As Evergrande faces delisting, China property debt revamp drags on
China's property market, once a key growth driver for the world's second-largest economy, has been in a multi-year tailspin despite repeated government attempts to revive weak consumer demand.
Developers face deteriorating cash flow but their bondholders are resisting taking heftier losses on their investments, delaying negotiations between companies and creditors, said restructuring advisers.
Shares of Evergrande, once China's top developer which was listed in Hong Kong in 2009, have been suspended from trading since Jan. 29, 2024, the day it received a liquidation order from the Hong Kong High Court.
The liquidation order came after it failed to provide a viable restructuring plan for its US$23 billion offshore debt.
The company appears set to be delisted from the Hong Kong bourse as a result of its failure to meet the exchange's rules on resumption of trading within 18 months of the commencement of trading suspension.
Its capitalisation, which once topped HK$400 billion (US$51 billion), had shrunk to HK$2.2 billion when share trading was halted.
The delisting of what had been one of China's prestige companies would add to gloom hanging over other developers which are scrambling to stay afloat and avoid getting into liquidation litigation by securing creditors' support to revamp debt.
Evergrande is not listed on mainland Chinese stock markets.
With Chinese new home prices falling at the fastest pace in 8 months in June, even developers who have completed first round debt revamps are weighing fresh negotiations and those that have not defaulted are also contemplating such a move to slash debt, financial advisers said.
"There's no light at the end of the tunnel," said Glen Ho, national turnaround & restructuring leader at Deloitte, referring to the property market.
"Companies want to delay their restructuring effective date and use time to exchange for more breathing room, but they cannot create new funds out of nothing."
More than US$140 billion, or more than 70 per cent, of China property dollar bonds have defaulted since 2021, according to investment platform FSMOne Hong Kong, and the majority of them are still in various stages of being restructured.
FUNDING CHANNELS
Property construction in China is expected to decline another 30 per cent by 2035 due to structural changes in demand, ANZ analysts said in a June report, which could cast a long shadow over debt restructuring efforts in the near to medium term.
Private developer Country Garden, which defaulted on US$14 billion offshore debt in 2023, is still trying to get its lenders' approval on its debt restructuring proposal before the next liquidation hearing on August 11.

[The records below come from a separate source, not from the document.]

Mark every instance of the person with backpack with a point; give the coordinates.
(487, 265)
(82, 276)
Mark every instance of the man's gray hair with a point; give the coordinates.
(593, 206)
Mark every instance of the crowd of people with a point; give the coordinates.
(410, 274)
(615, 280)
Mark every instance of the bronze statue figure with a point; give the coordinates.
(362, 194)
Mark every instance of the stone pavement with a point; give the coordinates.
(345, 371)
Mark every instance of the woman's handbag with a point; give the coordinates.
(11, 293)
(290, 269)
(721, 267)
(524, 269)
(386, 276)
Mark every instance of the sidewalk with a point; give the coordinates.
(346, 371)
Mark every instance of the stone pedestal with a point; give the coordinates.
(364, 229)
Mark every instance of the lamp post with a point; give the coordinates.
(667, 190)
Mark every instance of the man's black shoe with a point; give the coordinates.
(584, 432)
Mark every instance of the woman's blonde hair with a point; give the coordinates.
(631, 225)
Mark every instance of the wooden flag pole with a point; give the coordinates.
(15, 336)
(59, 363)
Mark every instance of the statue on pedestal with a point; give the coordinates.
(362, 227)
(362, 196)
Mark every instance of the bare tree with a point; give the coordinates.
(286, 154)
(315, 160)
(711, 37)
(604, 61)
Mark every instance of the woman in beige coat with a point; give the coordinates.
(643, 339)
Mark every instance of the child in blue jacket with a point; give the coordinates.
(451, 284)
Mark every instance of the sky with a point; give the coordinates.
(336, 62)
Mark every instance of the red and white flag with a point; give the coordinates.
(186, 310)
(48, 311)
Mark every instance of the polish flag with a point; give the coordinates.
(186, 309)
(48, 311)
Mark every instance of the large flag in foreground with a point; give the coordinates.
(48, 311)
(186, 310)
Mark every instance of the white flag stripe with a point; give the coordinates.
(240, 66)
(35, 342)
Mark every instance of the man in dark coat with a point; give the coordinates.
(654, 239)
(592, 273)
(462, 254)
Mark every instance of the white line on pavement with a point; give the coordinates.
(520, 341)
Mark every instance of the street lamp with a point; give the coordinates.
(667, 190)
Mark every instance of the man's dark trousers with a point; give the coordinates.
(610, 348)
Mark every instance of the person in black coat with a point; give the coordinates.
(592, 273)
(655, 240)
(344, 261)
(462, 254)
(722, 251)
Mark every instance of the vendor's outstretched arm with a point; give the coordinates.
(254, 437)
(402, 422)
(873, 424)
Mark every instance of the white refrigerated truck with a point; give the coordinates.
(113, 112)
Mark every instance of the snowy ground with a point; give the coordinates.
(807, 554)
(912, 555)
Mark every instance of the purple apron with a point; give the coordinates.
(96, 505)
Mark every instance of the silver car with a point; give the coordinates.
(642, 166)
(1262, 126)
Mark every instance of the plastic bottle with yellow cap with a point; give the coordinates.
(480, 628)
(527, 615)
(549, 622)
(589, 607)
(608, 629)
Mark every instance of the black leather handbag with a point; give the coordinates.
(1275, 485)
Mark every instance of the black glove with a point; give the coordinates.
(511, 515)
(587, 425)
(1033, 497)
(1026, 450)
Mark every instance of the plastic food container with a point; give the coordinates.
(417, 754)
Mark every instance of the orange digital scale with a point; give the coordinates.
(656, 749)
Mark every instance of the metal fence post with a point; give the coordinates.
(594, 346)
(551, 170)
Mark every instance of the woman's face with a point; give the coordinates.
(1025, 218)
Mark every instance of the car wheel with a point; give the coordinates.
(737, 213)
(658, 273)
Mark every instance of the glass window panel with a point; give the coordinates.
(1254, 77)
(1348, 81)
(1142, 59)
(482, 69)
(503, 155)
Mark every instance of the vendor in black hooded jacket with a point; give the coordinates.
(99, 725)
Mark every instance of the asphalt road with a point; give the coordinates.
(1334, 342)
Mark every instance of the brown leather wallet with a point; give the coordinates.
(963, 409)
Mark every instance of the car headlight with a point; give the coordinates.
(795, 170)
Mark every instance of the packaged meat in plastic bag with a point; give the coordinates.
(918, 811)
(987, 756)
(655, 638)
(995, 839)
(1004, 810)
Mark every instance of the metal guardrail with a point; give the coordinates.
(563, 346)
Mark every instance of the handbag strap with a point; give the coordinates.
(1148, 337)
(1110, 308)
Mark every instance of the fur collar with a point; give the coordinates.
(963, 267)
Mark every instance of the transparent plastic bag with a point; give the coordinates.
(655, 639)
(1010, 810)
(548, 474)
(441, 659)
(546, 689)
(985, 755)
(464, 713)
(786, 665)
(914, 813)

Other developers including KWG and Agile have yet to announce detailed restructuring proposals after having started the process in 2023 and 2024, respectively, soon after defaulting on their repayment obligations.
Logan and Powerlong, on the other hand, have cut their offers to bondholders more than once, but have yet to secure approval from their creditors, said two people with knowledge of the matter said.
The people declined to be identified as they were not authorised to speak to the media.
Evergrande's liquidators, Country Garden and HKEX declined to comment. KWG, Agile, Logan and Powerlong did not respond to requests for comment.
Advisers expect some developers, especially privately-owned ones, to go through more than one or even two rounds of debt revamp in the absence of an improvement in home sales outside China's top cities and the availability of funding channels.
'CONTINUOUS DELEVERAGING'
China's property sector accounted for about a quarter of the country's economic activity before it collapsed.
But despite repeated attempts by authorities to stabilise the market, property investment in China declined 11.2 per cent in the first half of this year from a year earlier, while property sales by floor area fell 3.5 per cent and new construction starts dropped 20 per cent.
This year, Shimao and state-backed Sino-Ocean were among the latest to set a date for implementing restructurings after years of wrangling with creditors, according to their regulatory filings.
Sunac became the first developer earlier this year to propose a second restructuring to swap all its restructured notes into mandatory convertible bonds and has gained sufficient creditors approval.
Zhongliang also successfully extended the maturity of all its restructured bonds by two years.
Kaisa's restructuring plan, already approved by creditors and courts, however, has not yet gained the greenlight from China's top economic planner, as the plan involves new debt, two other people said.
Kaisa and NDRC did not respond to request for comment.
"There's no one single playbook; each restructuring plan must be tailored to a company's unique capital and creditor structure," said Una Ge, a Hong Kong-based partner at consultancy firm AlixPartners.
"For privately-owned developers, however, the clear trend is a need for continuous deleveraging, as a single round of restructuring is often insufficient to keep them afloat."